この利根郡というところは幕末まであらゆる村に剣術の道場があった。村といっても当時は今の字、もしくは部落に当るのがそれだから、山間の小さな部落という部落に例外なく道場があって、村々の男という男がみんな剣を使ったのである。現今では只見川とか藤原とかそれぞれダムになって水の底に没し去ろうという山奥の人々がどういうわけで剣を学んでいたか知らないが、あるいは自衛のためかといわれている。関所破りの悪者などがとかく山間を選んで横行しがちであるから、たしかに自衛の必要があった。また上野(コウズケ)というところは史書によると最も古くから武の伝統ある一族が土着していたところで、都に事があると上野の軍兵が大挙上京したり、また都に敗戦して上野へ逃げて散ったりしている記録などがある。察するに、そういう一族がこの山間に散じ隠れて剣を伝承するに至ったのかも知れないと考えてみることもできる。ダムの底に沈もうとしている藤原などという部落は特に剣のさかんだったところだが、言葉なぞも一風変っているそうだ。
沼田から尾瀬沼の方へ行く途中に追貝(オッカイ)という里がある。赤城山と武尊山にはさまれた山中の里であるが、この山中ではこの里が中心のようになっている。

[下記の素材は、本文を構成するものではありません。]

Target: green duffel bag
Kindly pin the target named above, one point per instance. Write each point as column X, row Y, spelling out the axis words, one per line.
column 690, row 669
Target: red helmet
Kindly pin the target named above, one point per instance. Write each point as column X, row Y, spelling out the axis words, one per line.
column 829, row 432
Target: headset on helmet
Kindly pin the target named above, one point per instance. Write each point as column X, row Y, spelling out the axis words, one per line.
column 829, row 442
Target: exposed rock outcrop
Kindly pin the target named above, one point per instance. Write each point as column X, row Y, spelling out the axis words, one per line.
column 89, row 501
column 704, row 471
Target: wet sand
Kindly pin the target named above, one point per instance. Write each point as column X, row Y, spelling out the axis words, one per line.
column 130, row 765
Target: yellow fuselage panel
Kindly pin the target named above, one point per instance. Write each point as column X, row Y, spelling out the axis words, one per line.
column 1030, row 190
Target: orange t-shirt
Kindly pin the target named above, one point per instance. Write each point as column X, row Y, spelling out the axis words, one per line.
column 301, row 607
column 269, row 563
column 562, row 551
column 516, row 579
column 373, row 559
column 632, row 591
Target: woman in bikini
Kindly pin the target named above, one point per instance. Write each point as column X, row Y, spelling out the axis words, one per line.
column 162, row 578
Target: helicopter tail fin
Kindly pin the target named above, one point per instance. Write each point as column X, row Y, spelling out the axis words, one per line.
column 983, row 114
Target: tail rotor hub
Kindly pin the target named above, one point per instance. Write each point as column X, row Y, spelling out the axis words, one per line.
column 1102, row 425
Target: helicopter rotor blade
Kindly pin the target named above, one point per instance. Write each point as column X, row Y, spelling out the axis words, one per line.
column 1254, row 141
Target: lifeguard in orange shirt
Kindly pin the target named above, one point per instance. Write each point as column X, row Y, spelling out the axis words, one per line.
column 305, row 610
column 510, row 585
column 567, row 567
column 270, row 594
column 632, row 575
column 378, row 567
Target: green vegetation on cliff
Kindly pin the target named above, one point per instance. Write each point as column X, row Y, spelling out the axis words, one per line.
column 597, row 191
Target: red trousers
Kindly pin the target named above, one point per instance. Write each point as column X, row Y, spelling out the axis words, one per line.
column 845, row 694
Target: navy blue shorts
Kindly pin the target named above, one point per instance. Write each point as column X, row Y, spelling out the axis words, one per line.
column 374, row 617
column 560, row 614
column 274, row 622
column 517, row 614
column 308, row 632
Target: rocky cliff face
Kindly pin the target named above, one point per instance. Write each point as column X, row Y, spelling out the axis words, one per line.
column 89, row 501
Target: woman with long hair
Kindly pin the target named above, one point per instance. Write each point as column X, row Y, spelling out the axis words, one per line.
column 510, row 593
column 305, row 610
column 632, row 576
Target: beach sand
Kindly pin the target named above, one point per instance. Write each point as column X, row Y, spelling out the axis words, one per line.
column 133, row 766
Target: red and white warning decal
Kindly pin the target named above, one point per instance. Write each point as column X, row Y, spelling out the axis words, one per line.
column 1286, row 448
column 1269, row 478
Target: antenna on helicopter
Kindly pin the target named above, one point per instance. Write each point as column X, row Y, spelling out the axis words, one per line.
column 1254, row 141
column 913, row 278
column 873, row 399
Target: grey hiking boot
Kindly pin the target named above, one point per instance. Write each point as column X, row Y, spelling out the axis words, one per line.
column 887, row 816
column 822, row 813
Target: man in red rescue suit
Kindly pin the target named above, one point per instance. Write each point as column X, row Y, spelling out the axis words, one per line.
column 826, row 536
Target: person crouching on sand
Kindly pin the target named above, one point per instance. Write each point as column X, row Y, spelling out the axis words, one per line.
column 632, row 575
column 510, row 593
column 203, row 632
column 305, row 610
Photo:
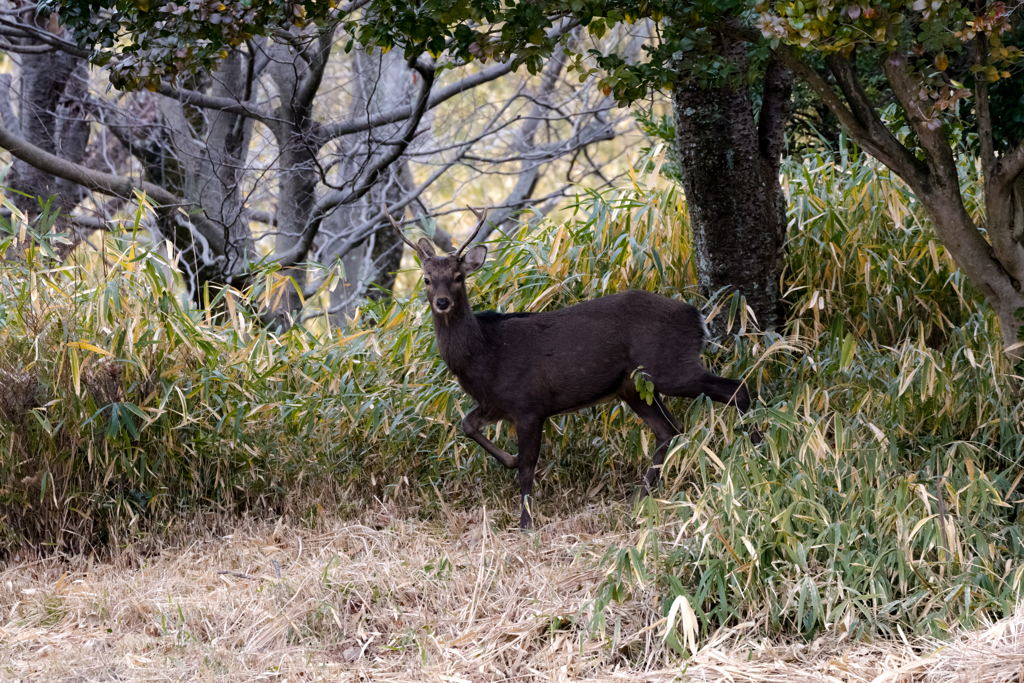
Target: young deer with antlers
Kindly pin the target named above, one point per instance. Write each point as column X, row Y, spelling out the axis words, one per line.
column 525, row 368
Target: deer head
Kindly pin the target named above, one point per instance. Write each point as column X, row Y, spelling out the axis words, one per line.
column 444, row 276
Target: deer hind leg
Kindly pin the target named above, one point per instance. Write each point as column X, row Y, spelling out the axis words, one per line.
column 665, row 426
column 472, row 425
column 721, row 389
column 528, row 433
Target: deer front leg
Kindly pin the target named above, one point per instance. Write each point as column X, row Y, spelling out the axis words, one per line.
column 528, row 433
column 472, row 424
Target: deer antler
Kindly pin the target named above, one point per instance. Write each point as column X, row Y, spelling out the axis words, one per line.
column 481, row 217
column 398, row 229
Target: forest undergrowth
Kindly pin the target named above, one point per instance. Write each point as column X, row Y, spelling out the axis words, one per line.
column 883, row 502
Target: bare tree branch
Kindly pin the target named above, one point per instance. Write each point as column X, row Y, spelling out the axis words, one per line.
column 299, row 252
column 6, row 112
column 105, row 183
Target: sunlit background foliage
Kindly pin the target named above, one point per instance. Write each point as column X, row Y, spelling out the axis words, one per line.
column 886, row 493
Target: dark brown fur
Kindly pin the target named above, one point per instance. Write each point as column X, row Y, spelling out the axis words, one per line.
column 524, row 368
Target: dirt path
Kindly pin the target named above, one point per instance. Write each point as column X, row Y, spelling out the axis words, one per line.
column 398, row 600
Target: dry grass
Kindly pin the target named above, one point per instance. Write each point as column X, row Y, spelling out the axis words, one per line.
column 392, row 599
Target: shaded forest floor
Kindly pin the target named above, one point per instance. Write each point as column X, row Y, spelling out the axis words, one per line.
column 395, row 599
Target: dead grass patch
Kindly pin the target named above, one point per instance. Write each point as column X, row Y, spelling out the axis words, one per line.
column 391, row 599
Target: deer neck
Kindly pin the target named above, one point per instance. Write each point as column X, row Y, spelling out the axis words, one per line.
column 459, row 338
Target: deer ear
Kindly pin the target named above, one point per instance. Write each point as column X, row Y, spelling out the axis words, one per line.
column 474, row 258
column 425, row 247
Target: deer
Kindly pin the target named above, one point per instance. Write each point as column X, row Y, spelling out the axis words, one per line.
column 525, row 368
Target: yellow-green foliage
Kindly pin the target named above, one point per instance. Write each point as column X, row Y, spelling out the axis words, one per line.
column 888, row 409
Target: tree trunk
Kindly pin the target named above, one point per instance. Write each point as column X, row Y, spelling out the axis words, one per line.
column 52, row 86
column 730, row 166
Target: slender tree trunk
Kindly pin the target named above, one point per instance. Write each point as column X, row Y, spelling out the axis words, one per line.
column 51, row 113
column 730, row 166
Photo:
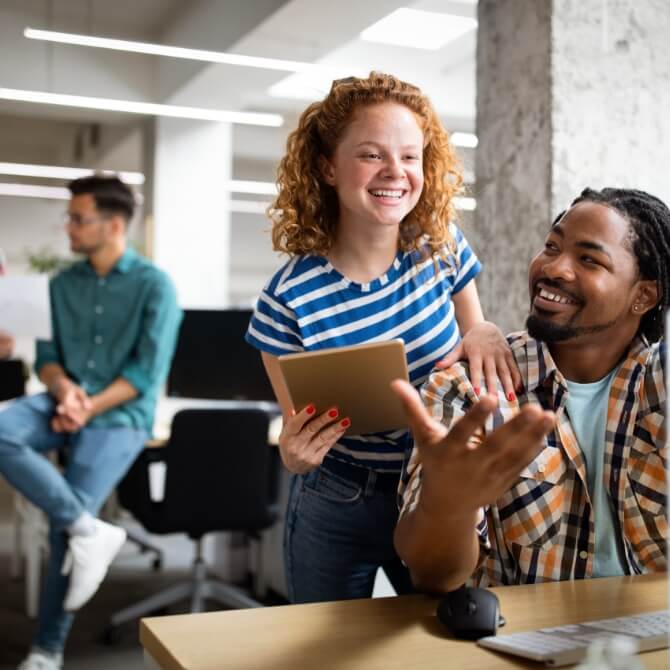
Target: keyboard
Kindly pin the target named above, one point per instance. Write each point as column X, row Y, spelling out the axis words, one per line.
column 567, row 645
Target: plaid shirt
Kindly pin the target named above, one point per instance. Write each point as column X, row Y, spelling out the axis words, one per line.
column 542, row 529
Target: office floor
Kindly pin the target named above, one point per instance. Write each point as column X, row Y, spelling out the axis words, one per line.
column 130, row 579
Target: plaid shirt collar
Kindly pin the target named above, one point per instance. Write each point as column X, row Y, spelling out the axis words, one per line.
column 541, row 372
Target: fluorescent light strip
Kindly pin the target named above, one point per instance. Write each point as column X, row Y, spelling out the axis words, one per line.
column 58, row 172
column 418, row 29
column 459, row 139
column 33, row 191
column 255, row 187
column 170, row 51
column 148, row 108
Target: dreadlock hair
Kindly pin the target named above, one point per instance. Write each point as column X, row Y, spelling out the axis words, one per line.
column 649, row 220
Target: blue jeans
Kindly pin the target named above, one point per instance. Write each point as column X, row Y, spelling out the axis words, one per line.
column 338, row 533
column 97, row 458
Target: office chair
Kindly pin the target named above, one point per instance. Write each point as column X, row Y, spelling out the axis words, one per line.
column 221, row 476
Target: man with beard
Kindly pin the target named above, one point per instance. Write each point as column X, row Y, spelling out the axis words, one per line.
column 115, row 322
column 567, row 481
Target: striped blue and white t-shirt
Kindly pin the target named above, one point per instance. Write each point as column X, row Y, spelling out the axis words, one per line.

いつの頃からか追貝に風の如くに現われて住みついた山男があった。剣を使うと、余りにも強い。村民すべて腕に覚えがあるから、相手の強さが身にしみて分るのである。しかも学識深く、オランダの医学に通じて仁術をほどこし、人格は神の如くに高潔であった。ただ時々行方不明になる。そのとき彼は附近の山中にこもって大自然を相手に剣技を錬磨しているのであるが、その姿は阿修羅もかくやと思われ、彼の叫びをきくと猛獣も急いで姿を消したと伝えられている。

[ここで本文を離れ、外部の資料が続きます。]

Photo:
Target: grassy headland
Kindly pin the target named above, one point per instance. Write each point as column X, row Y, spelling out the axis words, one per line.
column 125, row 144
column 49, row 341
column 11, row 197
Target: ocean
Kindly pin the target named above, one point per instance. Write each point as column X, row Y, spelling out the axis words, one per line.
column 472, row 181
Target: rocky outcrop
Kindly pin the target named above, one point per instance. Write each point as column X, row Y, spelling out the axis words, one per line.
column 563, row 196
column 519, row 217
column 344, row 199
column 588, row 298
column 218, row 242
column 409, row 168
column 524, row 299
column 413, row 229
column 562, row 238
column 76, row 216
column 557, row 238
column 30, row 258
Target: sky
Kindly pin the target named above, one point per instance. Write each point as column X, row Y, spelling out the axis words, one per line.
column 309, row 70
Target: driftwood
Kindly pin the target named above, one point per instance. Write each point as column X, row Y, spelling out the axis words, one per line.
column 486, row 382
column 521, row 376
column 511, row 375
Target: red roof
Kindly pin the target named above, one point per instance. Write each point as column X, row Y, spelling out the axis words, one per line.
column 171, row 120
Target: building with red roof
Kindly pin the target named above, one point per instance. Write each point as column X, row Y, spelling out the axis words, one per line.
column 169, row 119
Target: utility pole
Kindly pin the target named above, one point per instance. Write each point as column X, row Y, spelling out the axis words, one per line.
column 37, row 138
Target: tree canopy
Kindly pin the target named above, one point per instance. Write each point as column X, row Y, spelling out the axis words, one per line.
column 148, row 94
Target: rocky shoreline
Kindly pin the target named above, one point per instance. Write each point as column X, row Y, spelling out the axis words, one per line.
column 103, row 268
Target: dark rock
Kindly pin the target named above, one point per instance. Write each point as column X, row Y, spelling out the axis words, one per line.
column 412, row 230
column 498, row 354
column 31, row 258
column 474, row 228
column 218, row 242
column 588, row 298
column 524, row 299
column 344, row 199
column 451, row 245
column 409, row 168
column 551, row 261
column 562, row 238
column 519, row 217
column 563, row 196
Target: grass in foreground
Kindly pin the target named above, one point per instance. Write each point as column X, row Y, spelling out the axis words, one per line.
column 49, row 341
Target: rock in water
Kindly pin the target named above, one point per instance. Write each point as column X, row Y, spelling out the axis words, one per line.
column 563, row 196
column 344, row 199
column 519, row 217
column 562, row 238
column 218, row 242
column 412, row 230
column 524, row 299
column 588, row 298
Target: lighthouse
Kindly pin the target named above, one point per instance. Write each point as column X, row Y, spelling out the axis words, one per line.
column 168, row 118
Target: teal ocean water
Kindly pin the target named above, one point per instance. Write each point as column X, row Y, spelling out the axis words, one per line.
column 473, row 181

彼の名は楳本法神。金沢の人。人よんで今牛若という。十五にして富樫白生流の奥義をきわめ、家出して山中に入り剣技をみがいた。人体あっての剣技であるから、その人体を究めるために長崎にでてオランダ医学を学び、遂には術を求めて支那に渡り、独得の剣技を自得してこれを法神流と称した。諸国の剣客を訪うて技をたたかわしたが、敵する者が一人もなかったので、はじめて定住の気持を起した。そして山中尚武の地、上野を選んで住んだ。上州に土着しての名を、藤井右門太という。天保元年、勢多郡で死んだが、年百六十八という。多分に伝説的で、神話化されているけれども、天保といえば古い昔のことではない。墓もあれば門弟もあり、その実在は確かなのである。
法神の高弟を三吉と称する。深山村の房吉、箱田村の与吉、南室村の寿吉である。これに樫山村の歌之助を加えて四天王という。この中で房吉がずぬけて強かった。

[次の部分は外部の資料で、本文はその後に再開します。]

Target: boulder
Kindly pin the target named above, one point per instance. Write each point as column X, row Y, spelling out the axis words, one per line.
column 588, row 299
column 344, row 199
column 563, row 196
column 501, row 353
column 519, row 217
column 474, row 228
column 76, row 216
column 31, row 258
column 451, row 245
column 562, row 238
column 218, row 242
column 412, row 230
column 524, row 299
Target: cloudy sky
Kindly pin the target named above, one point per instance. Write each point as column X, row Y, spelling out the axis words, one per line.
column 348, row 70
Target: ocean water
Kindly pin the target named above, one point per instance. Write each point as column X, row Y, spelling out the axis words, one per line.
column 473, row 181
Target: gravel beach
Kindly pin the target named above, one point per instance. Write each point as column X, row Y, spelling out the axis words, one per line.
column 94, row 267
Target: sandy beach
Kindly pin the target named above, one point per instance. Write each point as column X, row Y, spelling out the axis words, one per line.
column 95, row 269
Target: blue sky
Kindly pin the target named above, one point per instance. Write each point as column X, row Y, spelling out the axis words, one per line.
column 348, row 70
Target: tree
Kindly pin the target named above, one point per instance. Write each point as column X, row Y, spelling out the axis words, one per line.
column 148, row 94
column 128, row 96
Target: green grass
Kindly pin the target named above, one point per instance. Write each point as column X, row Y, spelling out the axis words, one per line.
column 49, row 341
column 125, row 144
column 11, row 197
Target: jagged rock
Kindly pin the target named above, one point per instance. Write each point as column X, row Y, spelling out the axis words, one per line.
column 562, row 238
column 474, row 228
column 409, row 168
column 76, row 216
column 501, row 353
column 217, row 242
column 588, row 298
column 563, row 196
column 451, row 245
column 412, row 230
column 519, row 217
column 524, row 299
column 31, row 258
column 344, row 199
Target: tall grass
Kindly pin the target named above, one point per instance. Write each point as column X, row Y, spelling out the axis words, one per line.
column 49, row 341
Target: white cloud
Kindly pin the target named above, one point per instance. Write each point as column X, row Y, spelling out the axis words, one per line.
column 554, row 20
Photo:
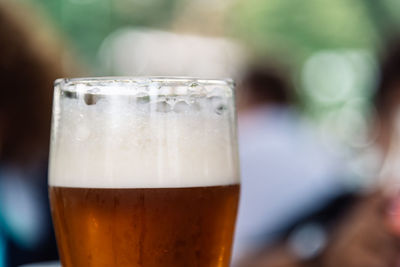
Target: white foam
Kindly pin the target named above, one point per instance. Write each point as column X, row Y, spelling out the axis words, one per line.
column 118, row 143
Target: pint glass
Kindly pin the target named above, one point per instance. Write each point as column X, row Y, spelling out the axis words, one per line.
column 144, row 171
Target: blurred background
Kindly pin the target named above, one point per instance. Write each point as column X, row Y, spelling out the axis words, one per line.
column 327, row 57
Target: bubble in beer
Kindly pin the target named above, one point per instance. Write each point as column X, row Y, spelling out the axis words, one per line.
column 92, row 96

房吉は深山村の医者の次男坊であったが、小さい時に山中で大きな山犬に襲われた。犬の勢いが鋭いので、逃げることができないが、手に武器がない。犬の身体は柔軟でよく回るから、素手で組みつくと、どう組み伏せても噛みつかれて勝味がない。小さいながらも房吉はとッさに思案した。敵のお株を奪うに限ると考えて、やにわに犬のノド笛にかみついたのである。そして犬のノドを食い破って殺してしまった。血だらけで戻ったから家人がおどろいて、
「どうしたのだ」
「これこれで、犬を噛み殺してきました」
「ケガはないのか」
「さア、どうでしょうか」
身体の血を洗い落してみると、どこにもケガをしていなかった。祖父の治右衛門は法神の指折りの門下であったから、孫の剛胆沈着なのに舌をまき、剣を仕込むことにした。上達が早くて自分では間に合わなくなったから、法神に託したのである。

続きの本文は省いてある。